Não só passei mal, como fiz um espetáculo gratuito ao vomitar tanto em Eiji quanto no chão. Deus, quanto sofrimento desnecessário, as coisas parecem só piorar para meu lado. Bem, ao menos, a notícia do dia de folga veio mais cedo para me alegrar.

Fecho os olhos e suspiro. Deveria ter vergonha de pensar algo tão egoísta; uma pessoa morreu e isso não é bem uma folga, mas um gesto mínimo de respeito à família. Realmente, o estudante frequentava o restaurante onde trabalho e estava apaixonado por alguém de lá; Sakura? Miko? Não tenho como saber. Depois de passar mal mais uma vez ao ler o e-mail (para cada notícia eu cuspo um órgão de meu corpo fora), pensei seriamente em fazer uma ligação para Sakura. Espero que ela esteja bem e não seja a envolvida nesse caso.

Só não espero mais que os feiticeiros cuidem do caso antes do amanhã chegar.

Agora estou aqui; fraca demais para fazer qualquer coisa senão deitar e encarar as paredes. Poderia ler um livro... mas os poucos exemplares que guardo em meu quarto estão no armário perto da cama de Arisu. Longe. O telefone está mais perto, em cima da escrivaninha ao meu lado, mas gostaria de evitar receber mais notícias indesejadas.

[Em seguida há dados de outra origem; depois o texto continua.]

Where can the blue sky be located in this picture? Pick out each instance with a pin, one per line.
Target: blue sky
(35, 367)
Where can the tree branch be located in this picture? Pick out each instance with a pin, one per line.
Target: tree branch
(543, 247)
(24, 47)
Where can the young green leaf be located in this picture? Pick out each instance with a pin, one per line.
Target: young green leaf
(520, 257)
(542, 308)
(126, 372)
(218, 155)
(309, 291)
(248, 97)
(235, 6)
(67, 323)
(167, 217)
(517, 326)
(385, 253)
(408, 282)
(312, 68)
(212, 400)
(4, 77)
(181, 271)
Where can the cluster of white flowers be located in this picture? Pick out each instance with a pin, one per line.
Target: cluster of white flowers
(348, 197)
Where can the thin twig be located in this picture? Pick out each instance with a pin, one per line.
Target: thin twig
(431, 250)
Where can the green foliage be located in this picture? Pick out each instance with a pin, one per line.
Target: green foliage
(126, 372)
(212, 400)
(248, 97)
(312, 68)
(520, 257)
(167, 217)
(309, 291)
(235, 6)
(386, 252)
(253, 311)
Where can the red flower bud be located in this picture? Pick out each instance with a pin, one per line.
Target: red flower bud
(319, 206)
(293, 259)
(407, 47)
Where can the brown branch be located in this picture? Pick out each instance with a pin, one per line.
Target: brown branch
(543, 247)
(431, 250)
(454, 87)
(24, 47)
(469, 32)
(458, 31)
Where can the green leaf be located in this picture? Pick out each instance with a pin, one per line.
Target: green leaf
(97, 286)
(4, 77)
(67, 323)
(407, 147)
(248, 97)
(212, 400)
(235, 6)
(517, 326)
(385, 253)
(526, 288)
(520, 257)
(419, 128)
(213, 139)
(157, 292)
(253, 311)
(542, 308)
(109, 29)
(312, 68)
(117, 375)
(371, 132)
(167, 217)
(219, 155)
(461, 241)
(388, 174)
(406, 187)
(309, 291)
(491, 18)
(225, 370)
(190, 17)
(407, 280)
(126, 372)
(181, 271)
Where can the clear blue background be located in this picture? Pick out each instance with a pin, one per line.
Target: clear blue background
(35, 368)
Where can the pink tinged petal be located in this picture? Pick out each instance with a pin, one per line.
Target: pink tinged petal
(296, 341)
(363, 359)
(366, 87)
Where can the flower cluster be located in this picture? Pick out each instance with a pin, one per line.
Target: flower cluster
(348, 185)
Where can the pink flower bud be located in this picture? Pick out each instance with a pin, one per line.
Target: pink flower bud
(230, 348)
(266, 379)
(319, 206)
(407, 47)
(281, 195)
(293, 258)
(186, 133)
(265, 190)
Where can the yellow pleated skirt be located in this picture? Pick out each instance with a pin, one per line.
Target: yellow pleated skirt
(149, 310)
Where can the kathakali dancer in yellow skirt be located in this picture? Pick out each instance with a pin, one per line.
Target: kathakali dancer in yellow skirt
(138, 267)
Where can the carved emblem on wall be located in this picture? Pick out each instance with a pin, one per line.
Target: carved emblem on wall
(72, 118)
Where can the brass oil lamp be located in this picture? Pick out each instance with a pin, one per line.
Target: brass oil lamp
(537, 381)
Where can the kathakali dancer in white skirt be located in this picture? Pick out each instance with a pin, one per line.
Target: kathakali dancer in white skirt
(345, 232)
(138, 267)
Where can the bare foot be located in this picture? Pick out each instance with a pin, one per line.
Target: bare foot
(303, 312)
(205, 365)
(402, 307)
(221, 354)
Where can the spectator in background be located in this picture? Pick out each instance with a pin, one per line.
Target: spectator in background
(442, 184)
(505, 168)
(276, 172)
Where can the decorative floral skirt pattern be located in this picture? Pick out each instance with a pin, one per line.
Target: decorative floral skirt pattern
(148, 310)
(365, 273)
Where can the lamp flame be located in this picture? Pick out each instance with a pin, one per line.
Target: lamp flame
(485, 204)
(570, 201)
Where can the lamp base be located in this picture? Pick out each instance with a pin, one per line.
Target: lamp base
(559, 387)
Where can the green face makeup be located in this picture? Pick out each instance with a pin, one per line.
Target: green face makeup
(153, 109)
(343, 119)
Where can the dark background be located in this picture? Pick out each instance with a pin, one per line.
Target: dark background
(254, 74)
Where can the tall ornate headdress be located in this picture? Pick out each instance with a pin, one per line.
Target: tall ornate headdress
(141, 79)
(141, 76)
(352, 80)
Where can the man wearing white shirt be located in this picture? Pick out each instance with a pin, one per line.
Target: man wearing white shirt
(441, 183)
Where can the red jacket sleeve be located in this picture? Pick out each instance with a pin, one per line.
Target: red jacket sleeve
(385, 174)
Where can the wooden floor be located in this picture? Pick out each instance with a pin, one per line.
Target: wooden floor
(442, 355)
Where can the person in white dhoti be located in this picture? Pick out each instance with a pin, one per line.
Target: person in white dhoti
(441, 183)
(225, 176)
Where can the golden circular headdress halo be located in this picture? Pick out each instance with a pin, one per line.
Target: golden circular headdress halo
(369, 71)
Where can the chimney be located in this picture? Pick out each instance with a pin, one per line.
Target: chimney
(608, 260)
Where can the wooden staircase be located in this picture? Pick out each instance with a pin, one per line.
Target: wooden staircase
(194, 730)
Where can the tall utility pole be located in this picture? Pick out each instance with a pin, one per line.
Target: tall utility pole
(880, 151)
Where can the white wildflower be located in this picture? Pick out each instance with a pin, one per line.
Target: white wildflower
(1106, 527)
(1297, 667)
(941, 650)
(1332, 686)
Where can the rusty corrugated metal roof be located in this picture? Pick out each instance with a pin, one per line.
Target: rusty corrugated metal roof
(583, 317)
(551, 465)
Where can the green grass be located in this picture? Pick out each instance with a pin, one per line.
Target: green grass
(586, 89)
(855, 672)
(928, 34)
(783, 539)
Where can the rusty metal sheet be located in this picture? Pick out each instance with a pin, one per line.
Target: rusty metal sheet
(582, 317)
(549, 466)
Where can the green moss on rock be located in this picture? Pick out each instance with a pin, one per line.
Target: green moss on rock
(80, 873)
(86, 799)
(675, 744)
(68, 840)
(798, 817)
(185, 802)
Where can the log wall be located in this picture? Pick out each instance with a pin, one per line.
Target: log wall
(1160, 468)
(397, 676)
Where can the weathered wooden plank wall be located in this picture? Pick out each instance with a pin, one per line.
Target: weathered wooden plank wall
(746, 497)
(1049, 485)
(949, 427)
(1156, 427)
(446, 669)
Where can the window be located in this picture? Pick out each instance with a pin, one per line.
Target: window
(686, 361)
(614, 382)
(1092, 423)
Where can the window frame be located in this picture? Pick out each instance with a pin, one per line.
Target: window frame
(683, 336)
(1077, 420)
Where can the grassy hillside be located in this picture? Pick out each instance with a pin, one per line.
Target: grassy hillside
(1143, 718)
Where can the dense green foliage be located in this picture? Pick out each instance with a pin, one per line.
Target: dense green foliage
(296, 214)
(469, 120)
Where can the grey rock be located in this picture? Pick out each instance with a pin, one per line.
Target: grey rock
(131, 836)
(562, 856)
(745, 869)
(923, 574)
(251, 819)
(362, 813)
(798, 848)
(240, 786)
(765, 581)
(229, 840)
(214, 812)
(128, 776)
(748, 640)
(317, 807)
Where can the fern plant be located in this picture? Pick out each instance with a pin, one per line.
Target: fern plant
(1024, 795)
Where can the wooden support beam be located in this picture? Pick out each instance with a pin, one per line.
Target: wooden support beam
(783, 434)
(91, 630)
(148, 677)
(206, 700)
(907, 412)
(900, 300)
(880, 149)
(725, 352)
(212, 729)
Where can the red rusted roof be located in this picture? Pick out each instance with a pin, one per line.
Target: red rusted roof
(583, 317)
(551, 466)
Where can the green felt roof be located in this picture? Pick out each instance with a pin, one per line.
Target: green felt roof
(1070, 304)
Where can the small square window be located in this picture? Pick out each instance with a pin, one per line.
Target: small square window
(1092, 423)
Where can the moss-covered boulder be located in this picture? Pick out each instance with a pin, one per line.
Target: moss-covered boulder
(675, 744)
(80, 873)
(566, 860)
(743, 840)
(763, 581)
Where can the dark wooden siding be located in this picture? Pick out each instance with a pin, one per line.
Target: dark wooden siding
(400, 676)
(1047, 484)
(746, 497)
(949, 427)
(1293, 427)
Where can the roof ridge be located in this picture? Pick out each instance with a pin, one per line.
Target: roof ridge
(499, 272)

Poderia dormir se ao menos tivesse sono.

Não tenho. Hm. Coisa boa.

Ainda estou encarando o teto quando Arisu vem chorando para dentro do quarto. O susto me faz sentar e abandonar a letargia em um pulo ao abraçar o corpo pequeno e trêmulo de minha irmã. Arisu choraminga frases emboladas, quase babando e sujando minha roupa de catarro ao afundar o rosto em minha barriga. Se ninguém a tiver contado boatos fantasmagóricos da escolinha de novo, a causa de seu choro com certeza sou eu.

–Arisu? O que foi? Arisu? – Afago seu cabelo loiro, cuidadosamente trançado por uma das cuidadoras. Provavelmente Kaori, ela é a cuidadora que mais tem tempo livre, e talvez seja por isso que ela ainda está escorada no batente da porta, trajando um olhar cheio de preocupação. Dizer "estou bem" não a convenceu mais cedo; Kaori é atenta como uma mãe de verdade e mentir é uma tarefa árdua na qual não sou muito competente.

É Kaori quem responde por ela.

–Ela cismou que você vai morrer quando dissemos que você está passando mal. – Claro. Nunca soube lidar bem com sua preocupação excessiva, mas isso não significa que não entenda o motivo das lágrimas. Arisu conheceu a solidão e o sentimento de abandono muito mais cedo que eu; traumas parecem transparecer com muito mais força em crianças.